Adjust the Order of COPY and RUN Commands

Place the parts that are not to be changed frequently at the front of your Dockerfile to make the most out of the image cache.

In the example Dockerfile, its source code changes frequently. Every time the image is built, the NPM is reinstalled. For example, copy package.json first, then install NPM, at last copy the rest of the source code. In this way, changes of the source code will not result in repetitive installation of NPM.

FROM node:7-alpine

WORKDIR /app

COPY package.json /app  
RUN npm install  
COPY . /app

ENTRYPOINT ["./entrypoint.sh"]  
CMD ["start"]

Set Default Environment Variables, Mapping Ports, and Data Volumes

Environment variables may be required when running a Docker container. Setting default environment variables in Dockerfile is a good choice. In addition, you can set mapping ports and data volumes in the Dockerfile. Example:

FROM node:7-alpine

ENV PROJECT_DIR=/app

WORKDIR $PROJECT_DIR

COPY package.json $PROJECT_DIR  
RUN npm install  
COPY . $PROJECT_DIR

ENTRYPOINT ["./entrypoint.sh"]  
CMD ["start"]

The environment variable specified by the ENV instruction can be used in a container.

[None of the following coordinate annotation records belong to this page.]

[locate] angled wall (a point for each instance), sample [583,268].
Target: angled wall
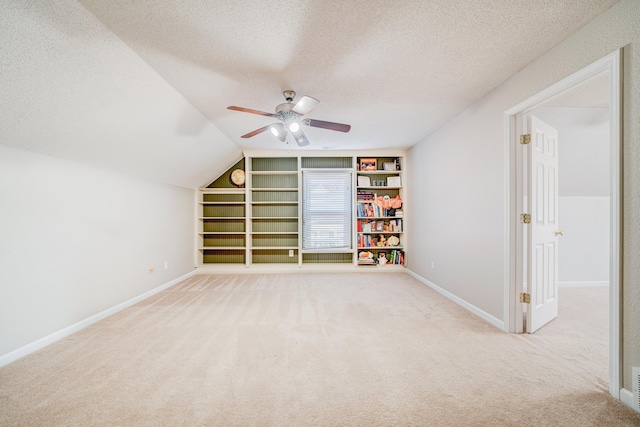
[76,240]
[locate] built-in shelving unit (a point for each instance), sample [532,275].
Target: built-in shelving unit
[222,237]
[274,210]
[379,211]
[260,221]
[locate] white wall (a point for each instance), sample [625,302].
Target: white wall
[583,251]
[76,240]
[459,176]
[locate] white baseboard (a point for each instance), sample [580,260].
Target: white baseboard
[473,309]
[62,333]
[582,284]
[626,397]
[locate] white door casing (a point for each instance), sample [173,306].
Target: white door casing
[542,259]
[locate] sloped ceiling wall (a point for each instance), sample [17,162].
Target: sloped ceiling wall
[71,88]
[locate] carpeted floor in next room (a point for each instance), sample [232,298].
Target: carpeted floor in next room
[318,349]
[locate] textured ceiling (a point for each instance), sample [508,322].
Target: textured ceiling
[395,70]
[140,75]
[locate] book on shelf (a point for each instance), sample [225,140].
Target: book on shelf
[365,196]
[394,181]
[364,181]
[390,225]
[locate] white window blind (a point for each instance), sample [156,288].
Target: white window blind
[326,209]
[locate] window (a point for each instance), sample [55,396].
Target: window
[326,209]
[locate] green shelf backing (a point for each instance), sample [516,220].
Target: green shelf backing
[274,256]
[275,196]
[274,210]
[274,240]
[223,225]
[224,256]
[327,258]
[275,225]
[326,162]
[268,164]
[223,198]
[227,240]
[224,180]
[382,191]
[223,210]
[275,181]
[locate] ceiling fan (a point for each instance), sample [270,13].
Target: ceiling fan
[291,117]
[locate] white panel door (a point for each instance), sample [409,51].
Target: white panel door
[542,258]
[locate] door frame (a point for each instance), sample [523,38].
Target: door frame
[513,245]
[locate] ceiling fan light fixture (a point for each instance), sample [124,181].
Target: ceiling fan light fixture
[278,131]
[294,126]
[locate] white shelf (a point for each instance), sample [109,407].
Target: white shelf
[223,248]
[222,217]
[223,190]
[275,203]
[222,232]
[263,248]
[376,188]
[382,248]
[275,189]
[273,217]
[274,172]
[223,203]
[274,232]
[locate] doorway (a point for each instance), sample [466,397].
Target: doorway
[515,244]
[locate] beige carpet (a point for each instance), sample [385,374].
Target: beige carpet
[317,349]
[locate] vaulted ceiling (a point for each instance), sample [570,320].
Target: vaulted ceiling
[143,86]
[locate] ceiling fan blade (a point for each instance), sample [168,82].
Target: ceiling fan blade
[301,138]
[328,125]
[249,110]
[305,105]
[255,132]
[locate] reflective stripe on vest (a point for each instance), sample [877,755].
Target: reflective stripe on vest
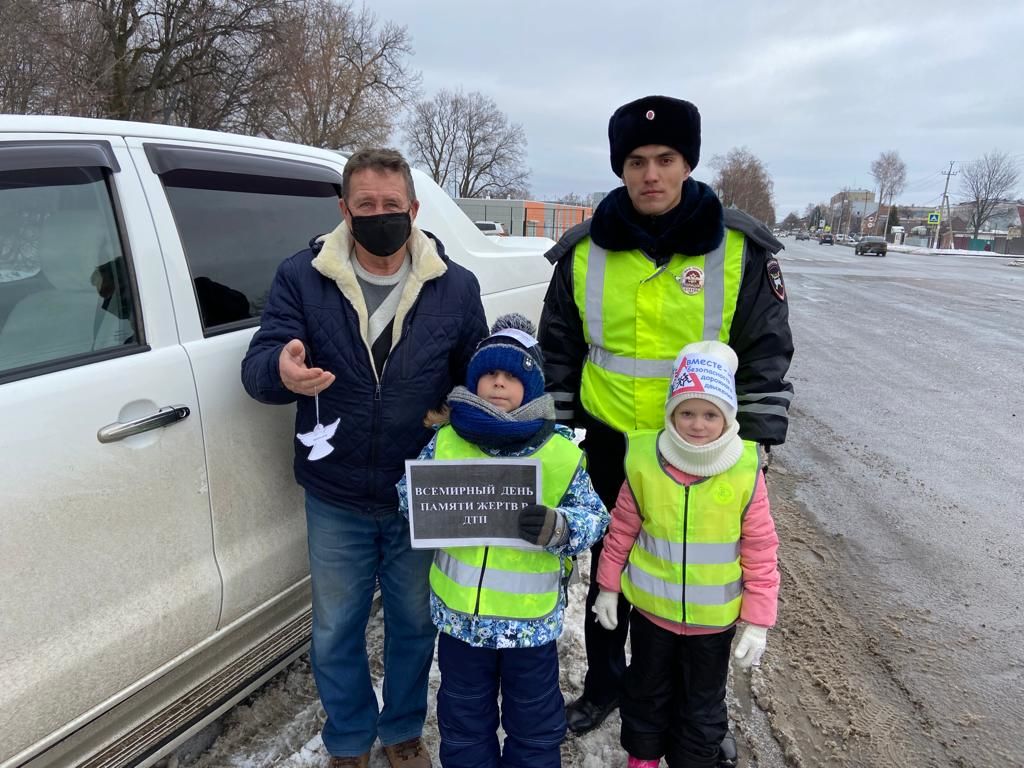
[636,317]
[684,565]
[502,582]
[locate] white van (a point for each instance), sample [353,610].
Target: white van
[153,550]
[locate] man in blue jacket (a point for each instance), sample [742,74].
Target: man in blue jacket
[367,331]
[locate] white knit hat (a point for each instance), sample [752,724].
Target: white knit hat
[707,371]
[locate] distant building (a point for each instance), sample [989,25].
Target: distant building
[526,217]
[849,208]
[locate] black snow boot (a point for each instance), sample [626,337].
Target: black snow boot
[727,752]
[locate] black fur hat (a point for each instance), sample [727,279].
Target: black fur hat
[654,120]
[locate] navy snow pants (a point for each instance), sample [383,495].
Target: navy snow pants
[532,711]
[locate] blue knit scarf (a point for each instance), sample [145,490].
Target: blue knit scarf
[482,424]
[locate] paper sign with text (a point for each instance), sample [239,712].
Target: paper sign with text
[468,503]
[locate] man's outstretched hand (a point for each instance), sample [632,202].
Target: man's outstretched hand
[296,376]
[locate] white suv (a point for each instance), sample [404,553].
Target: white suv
[153,554]
[495,228]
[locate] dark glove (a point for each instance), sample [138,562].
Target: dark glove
[541,525]
[764,455]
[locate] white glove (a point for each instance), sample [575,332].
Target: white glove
[751,646]
[606,608]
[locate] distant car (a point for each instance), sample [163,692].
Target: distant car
[492,227]
[871,245]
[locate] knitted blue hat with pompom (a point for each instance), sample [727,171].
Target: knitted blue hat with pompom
[513,347]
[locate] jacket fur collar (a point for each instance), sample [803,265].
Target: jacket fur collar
[334,262]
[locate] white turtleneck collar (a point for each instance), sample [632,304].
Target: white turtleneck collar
[704,461]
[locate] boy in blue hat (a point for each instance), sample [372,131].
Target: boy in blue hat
[500,609]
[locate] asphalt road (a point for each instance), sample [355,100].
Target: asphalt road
[907,433]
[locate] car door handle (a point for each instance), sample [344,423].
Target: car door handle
[119,430]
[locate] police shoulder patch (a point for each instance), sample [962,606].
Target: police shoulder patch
[774,272]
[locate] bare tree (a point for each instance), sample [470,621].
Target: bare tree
[346,76]
[986,181]
[574,199]
[433,137]
[890,174]
[24,64]
[468,145]
[742,181]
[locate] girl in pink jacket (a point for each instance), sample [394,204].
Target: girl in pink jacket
[692,546]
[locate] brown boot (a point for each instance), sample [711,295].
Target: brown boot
[410,754]
[363,761]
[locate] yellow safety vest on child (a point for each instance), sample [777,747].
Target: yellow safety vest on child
[503,582]
[685,563]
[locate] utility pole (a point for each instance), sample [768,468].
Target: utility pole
[945,202]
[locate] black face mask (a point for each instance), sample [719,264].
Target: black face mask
[383,233]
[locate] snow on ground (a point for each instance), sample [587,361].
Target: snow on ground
[280,724]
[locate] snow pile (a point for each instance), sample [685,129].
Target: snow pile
[280,724]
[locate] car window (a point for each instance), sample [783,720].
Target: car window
[65,285]
[237,229]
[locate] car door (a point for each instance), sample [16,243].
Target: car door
[107,547]
[226,217]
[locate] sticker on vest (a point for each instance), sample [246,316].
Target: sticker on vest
[691,281]
[317,438]
[723,493]
[774,272]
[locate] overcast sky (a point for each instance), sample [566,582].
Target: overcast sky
[817,90]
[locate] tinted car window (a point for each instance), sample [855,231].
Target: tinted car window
[237,228]
[65,286]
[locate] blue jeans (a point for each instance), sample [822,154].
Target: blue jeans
[348,551]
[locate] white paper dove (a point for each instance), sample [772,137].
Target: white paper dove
[317,439]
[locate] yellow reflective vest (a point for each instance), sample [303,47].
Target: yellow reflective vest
[684,565]
[502,582]
[637,315]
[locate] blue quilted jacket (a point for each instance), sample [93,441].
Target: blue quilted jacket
[315,298]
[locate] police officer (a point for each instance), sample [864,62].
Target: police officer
[659,265]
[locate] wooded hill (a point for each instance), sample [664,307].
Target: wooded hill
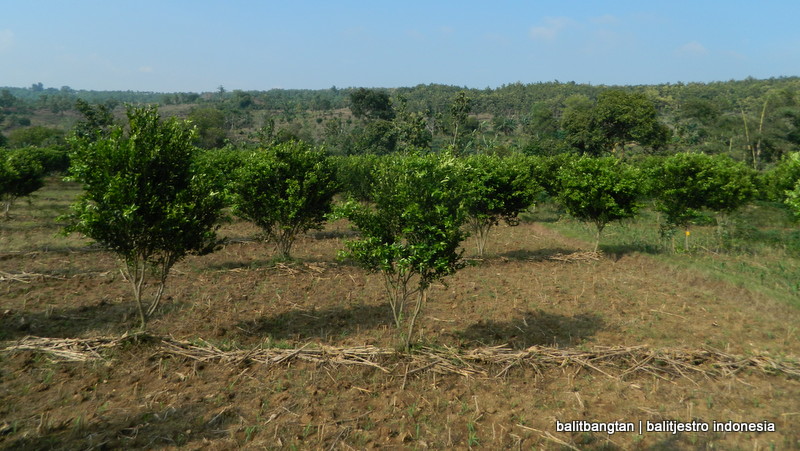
[757,121]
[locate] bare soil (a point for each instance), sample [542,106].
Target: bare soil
[241,297]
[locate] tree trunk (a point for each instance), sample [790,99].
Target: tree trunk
[422,297]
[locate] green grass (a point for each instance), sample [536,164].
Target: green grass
[757,249]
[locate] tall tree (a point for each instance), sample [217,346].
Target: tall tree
[371,104]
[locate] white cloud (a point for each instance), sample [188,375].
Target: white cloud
[415,34]
[605,19]
[6,40]
[693,48]
[550,29]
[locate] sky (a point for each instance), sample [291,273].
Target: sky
[200,45]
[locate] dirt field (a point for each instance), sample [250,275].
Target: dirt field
[140,394]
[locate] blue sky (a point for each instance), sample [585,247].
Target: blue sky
[198,45]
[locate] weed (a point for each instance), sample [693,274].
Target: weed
[472,435]
[249,432]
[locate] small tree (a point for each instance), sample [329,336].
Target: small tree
[21,174]
[142,199]
[497,189]
[686,183]
[285,190]
[599,190]
[411,231]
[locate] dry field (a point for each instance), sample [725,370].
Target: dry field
[252,352]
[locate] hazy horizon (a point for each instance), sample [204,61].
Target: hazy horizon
[182,46]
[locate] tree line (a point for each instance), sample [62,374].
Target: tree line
[152,196]
[756,121]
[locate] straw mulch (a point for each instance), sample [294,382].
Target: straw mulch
[614,362]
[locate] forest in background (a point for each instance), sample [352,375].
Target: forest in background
[755,121]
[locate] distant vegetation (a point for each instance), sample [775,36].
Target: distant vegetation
[754,121]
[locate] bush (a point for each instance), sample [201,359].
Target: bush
[285,190]
[411,231]
[143,200]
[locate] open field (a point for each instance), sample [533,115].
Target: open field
[249,351]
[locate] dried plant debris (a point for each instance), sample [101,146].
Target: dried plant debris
[496,361]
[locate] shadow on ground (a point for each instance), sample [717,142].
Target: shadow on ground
[531,329]
[105,316]
[147,429]
[537,255]
[326,324]
[617,251]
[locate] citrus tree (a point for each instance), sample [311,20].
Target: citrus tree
[496,189]
[143,200]
[286,190]
[411,230]
[21,174]
[686,183]
[599,191]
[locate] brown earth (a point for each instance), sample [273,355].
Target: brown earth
[241,297]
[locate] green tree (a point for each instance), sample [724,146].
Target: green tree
[378,137]
[36,135]
[579,125]
[599,191]
[496,189]
[623,118]
[285,190]
[97,119]
[21,174]
[371,104]
[211,127]
[459,116]
[793,199]
[411,231]
[143,200]
[686,183]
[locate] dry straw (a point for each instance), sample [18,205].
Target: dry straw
[614,362]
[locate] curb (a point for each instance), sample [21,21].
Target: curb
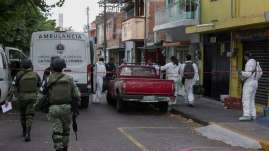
[264,143]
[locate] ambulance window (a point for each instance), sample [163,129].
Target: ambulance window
[15,55]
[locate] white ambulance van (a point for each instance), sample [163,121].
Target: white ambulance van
[74,47]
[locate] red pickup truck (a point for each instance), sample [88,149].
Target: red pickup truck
[139,83]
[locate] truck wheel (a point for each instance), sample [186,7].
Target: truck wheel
[163,107]
[109,99]
[119,104]
[84,102]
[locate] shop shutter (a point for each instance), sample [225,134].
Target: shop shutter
[260,51]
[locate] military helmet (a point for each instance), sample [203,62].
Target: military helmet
[58,64]
[26,64]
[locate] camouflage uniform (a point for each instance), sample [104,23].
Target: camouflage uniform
[26,99]
[60,110]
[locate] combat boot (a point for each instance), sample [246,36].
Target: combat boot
[28,134]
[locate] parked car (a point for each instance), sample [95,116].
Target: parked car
[5,81]
[139,83]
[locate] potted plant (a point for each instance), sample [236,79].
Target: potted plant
[189,7]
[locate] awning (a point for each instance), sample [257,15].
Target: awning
[225,25]
[176,44]
[114,48]
[156,45]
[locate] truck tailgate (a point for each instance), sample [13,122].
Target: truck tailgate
[148,87]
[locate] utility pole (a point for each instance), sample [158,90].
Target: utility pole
[109,7]
[88,20]
[105,42]
[145,28]
[145,23]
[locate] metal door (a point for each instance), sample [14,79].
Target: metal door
[260,51]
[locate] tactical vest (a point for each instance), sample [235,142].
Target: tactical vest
[28,83]
[60,92]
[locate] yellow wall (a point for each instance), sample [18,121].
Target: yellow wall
[252,7]
[133,29]
[224,10]
[215,10]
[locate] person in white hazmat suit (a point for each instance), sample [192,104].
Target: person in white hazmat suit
[190,75]
[250,76]
[172,73]
[100,74]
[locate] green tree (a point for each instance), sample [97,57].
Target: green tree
[20,18]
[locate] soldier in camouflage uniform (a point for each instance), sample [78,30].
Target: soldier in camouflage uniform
[26,84]
[61,91]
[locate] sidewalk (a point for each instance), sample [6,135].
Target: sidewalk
[211,112]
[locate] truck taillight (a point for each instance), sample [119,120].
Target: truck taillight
[123,87]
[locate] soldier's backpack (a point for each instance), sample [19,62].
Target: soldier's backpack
[188,72]
[60,91]
[28,82]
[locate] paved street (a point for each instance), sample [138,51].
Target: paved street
[101,128]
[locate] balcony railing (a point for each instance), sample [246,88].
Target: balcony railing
[133,29]
[179,11]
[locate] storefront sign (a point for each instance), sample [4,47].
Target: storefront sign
[252,35]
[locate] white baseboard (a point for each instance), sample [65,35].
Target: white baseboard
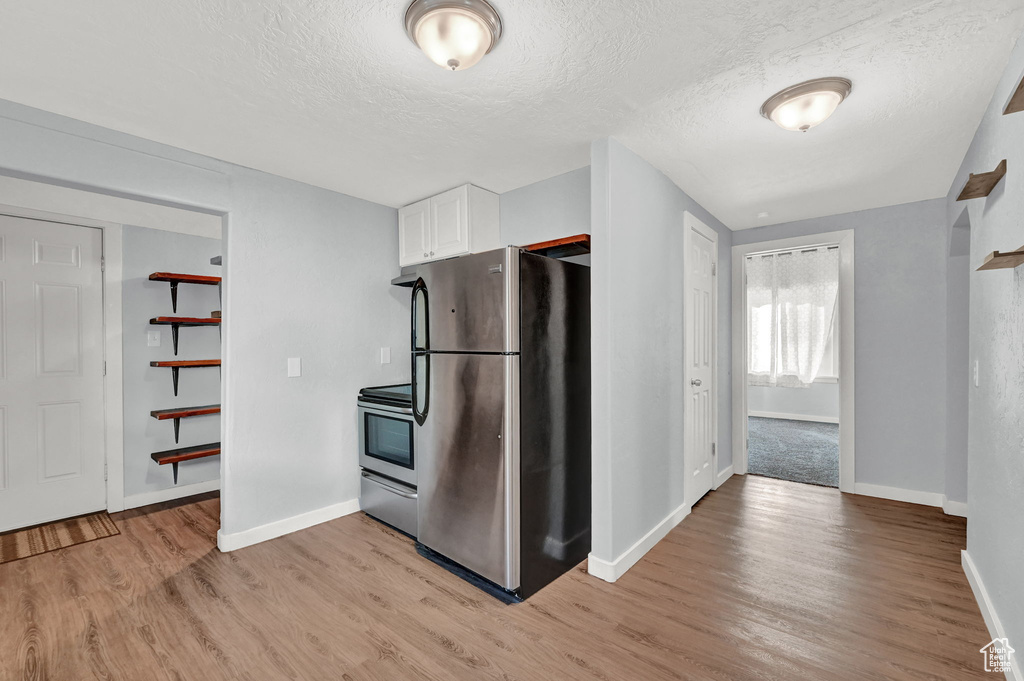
[954,508]
[795,417]
[609,571]
[177,492]
[988,612]
[912,497]
[723,476]
[233,541]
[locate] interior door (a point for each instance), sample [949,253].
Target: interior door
[51,372]
[414,232]
[699,376]
[450,223]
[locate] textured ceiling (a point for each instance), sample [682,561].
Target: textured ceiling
[333,93]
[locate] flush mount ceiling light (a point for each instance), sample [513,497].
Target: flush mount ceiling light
[455,34]
[804,105]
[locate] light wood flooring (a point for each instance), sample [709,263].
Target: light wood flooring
[765,580]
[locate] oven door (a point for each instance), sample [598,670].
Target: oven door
[387,444]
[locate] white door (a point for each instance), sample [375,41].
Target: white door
[450,223]
[700,317]
[51,372]
[414,232]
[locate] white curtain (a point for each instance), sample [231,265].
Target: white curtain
[791,301]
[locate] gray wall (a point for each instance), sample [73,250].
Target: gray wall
[995,448]
[818,399]
[306,274]
[638,344]
[900,313]
[550,209]
[145,388]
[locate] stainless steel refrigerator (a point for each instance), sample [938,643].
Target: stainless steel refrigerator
[501,395]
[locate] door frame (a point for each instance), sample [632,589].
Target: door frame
[690,221]
[847,467]
[112,326]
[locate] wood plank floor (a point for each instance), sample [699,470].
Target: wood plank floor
[765,580]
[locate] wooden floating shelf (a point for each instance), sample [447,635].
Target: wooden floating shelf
[997,260]
[187,364]
[176,323]
[174,457]
[174,279]
[982,184]
[1016,102]
[562,248]
[183,413]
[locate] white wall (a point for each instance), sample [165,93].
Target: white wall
[146,388]
[306,274]
[900,303]
[995,445]
[819,401]
[637,307]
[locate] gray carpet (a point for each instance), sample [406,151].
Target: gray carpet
[798,451]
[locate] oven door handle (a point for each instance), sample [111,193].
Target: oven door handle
[381,482]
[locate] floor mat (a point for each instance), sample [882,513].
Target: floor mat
[33,541]
[798,451]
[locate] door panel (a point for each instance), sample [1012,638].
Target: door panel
[462,483]
[700,363]
[466,302]
[51,369]
[450,223]
[414,232]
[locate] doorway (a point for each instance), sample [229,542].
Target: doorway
[699,341]
[793,352]
[51,372]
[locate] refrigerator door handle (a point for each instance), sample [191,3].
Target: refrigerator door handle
[421,414]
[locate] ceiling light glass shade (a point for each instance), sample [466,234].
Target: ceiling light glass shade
[455,34]
[804,105]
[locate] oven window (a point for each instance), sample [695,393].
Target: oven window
[389,439]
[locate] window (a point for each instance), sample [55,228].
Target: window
[791,315]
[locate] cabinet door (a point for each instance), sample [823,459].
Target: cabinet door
[414,232]
[450,223]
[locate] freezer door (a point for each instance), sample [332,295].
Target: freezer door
[468,468]
[469,304]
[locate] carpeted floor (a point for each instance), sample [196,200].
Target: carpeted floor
[798,451]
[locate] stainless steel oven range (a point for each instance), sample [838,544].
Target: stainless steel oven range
[387,456]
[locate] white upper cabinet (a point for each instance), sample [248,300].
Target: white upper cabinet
[414,232]
[455,222]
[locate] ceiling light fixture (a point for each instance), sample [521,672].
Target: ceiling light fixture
[804,105]
[455,34]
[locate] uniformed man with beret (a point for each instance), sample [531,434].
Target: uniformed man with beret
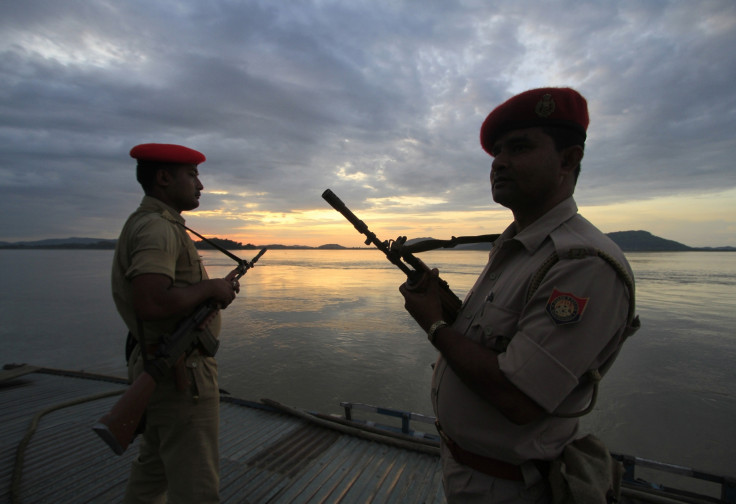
[550,310]
[157,280]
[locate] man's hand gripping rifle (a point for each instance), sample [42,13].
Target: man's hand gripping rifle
[119,426]
[399,255]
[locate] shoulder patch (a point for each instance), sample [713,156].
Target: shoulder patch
[565,307]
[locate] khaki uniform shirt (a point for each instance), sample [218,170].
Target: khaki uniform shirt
[572,324]
[152,242]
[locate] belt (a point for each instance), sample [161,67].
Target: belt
[486,465]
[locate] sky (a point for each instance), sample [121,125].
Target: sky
[380,101]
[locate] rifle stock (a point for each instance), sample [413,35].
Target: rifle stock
[118,427]
[412,266]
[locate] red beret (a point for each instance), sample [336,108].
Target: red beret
[167,153]
[561,107]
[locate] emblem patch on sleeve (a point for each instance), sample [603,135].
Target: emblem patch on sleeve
[565,308]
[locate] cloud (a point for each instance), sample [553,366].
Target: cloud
[379,100]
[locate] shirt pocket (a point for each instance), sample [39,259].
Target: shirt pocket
[494,326]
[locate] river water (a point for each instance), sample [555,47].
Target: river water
[312,328]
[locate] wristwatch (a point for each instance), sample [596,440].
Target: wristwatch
[432,333]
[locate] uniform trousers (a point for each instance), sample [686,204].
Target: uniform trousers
[178,460]
[464,485]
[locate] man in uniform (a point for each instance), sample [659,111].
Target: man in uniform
[551,307]
[157,280]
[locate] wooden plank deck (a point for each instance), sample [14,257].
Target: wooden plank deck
[267,454]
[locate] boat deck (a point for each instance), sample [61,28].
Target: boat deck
[268,453]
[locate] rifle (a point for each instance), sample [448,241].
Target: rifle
[400,255]
[119,426]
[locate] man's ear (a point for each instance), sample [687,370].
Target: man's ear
[571,158]
[163,177]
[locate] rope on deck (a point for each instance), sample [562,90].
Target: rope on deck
[20,452]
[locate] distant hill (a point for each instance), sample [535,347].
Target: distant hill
[629,241]
[644,241]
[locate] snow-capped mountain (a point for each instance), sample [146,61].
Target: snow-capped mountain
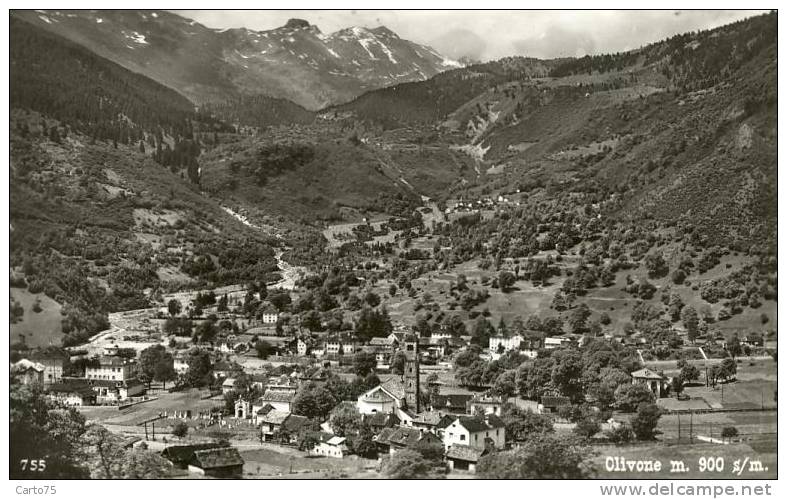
[296,61]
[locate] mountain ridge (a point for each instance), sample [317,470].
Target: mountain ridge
[295,61]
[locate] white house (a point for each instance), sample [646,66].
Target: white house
[280,400]
[332,447]
[28,372]
[302,348]
[498,343]
[112,369]
[270,316]
[476,432]
[385,398]
[555,342]
[180,365]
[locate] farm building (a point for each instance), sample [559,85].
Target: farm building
[464,457]
[654,381]
[224,462]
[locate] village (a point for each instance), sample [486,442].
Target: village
[266,396]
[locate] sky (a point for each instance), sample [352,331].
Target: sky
[485,35]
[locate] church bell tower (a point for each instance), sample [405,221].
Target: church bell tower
[412,376]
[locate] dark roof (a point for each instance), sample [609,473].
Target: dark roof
[380,419]
[481,423]
[446,421]
[226,366]
[278,396]
[274,417]
[406,437]
[265,409]
[217,458]
[555,401]
[395,387]
[49,355]
[453,401]
[465,453]
[294,423]
[646,374]
[183,454]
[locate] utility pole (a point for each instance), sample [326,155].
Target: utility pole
[691,427]
[678,427]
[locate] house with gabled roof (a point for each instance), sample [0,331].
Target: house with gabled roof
[72,393]
[28,372]
[385,398]
[331,446]
[181,455]
[279,399]
[271,423]
[454,403]
[476,431]
[464,457]
[654,381]
[432,421]
[224,462]
[391,440]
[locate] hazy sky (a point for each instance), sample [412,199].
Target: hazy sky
[493,34]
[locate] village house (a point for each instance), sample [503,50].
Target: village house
[454,403]
[291,429]
[54,363]
[28,372]
[331,446]
[228,386]
[432,421]
[378,421]
[463,457]
[280,400]
[552,404]
[482,405]
[553,342]
[270,315]
[500,343]
[224,369]
[112,369]
[476,431]
[384,398]
[181,455]
[224,462]
[654,381]
[109,392]
[72,394]
[180,365]
[391,440]
[271,423]
[302,348]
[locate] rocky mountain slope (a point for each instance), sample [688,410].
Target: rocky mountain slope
[296,61]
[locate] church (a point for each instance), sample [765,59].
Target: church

If you only need to specify the variables used in image build, you can use the ARG instruction.

Use the EXPOSE Command to Specify Listening Ports

The EXPOSE instruction is used to specify listening ports to containers. Select common ports for your applications. For example, for the image that provides the Apache web service, use EXPOSE 80; while for the image that provides the MongoDB service, use EXPOSE 27017.

For external access, use a flag to indicate how to map a specified port to the selected port during the execution of the docker run command.

FROM node:7-alpine

ENV PROJECT_DIR=/app

WORKDIR $PROJECT_DIR

COPY package.json $PROJECT_DIR  
RUN npm install  
COPY . $PROJECT_DIR

ENV APP_PORT=3000
EXPOSE $APP_PORT

ENTRYPOINT ["./entrypoint.sh"]  
CMD ["start"]

Use the VOLUME Command to Manage Data Volumes

The VOLUME instruction is used to access database storage files, configuration files, or files and directories of created containers. It is strongly recommended that the VOLUME instruction be used to manage the image modules that can change or the modules modifiable for users.

In the example Dockerfile, a media directory is entered.

FROM node:7-alpine

ENV PROJECT_DIR=/app

WORKDIR $PROJECT_DIR

COPY package.json $PROJECT_DIR  
RUN npm install  
COPY . $PROJECT_DIR

ENV MEDIA_DIR=/media \  
    APP_PORT=3000

VOLUME $MEDIA_DIR  
EXPOSE $APP_PORT

ENTRYPOINT ["./entrypoint.sh"]  
CMD ["start"]

Use Labels to Configure Image Metadata

Add labels to images to help organize images, record permissions, and automatic image build. Starting with LABEL, add one or more labels with each label occupying one line.

If your string contains spaces, put the string in quotation marks ("") or convert it into escape sequence. If the string itself contains quotation marks, convert the quotation marks.

FROM node:7-alpine  
LABEL com.example.version="0.0.1-beta"

Add the HEALTHCHECK Instruction

When running a container, you can enable the --restart always option. In this case, the Docker daemon restarts the container when the container crashes. This option is useful for containers that need to run for a long time. What if a container is running but unavailable? The HEALTHCHECK instruction enables Docker to periodically check the health status of containers. You only need to specify a command. If the containers are normal, 0 is returned. Otherwise, 1 is returned. When the request fails and the curl --fail command is run, a non-zero state is returned. Example:

FROM node:7-alpine  
LABEL com.example.version="0.0.1-beta"

ENV PROJECT_DIR=/app  
WORKDIR $PROJECT_DIR

COPY package.json $PROJECT_DIR  
RUN npm install  
COPY . $PROJECT_DIR

ENV MEDIA_DIR=/media \  
    APP_PORT=3000

VOLUME $MEDIA_DIR  
EXPOSE $APP_PORT  
HEALTHCHECK CMD curl --fail http://localhost:$APP_PORT || exit 1

ENTRYPOINT ["./entrypoint.sh"]  
CMD ["start"]

Compile the .dockerignore File

The functions and syntax of the .dockerignore file are similar to those of the .gitignore file. You can ignore unnecessary files to accelerate image creation and reduce the sizes of Docker images.

Before image build, Docker needs to prepare the context by collecting all required files to the process. By default, the context contains all files in the Dockerfile directory. However, files such as the .git directory are unnecessary.

Example:

.git/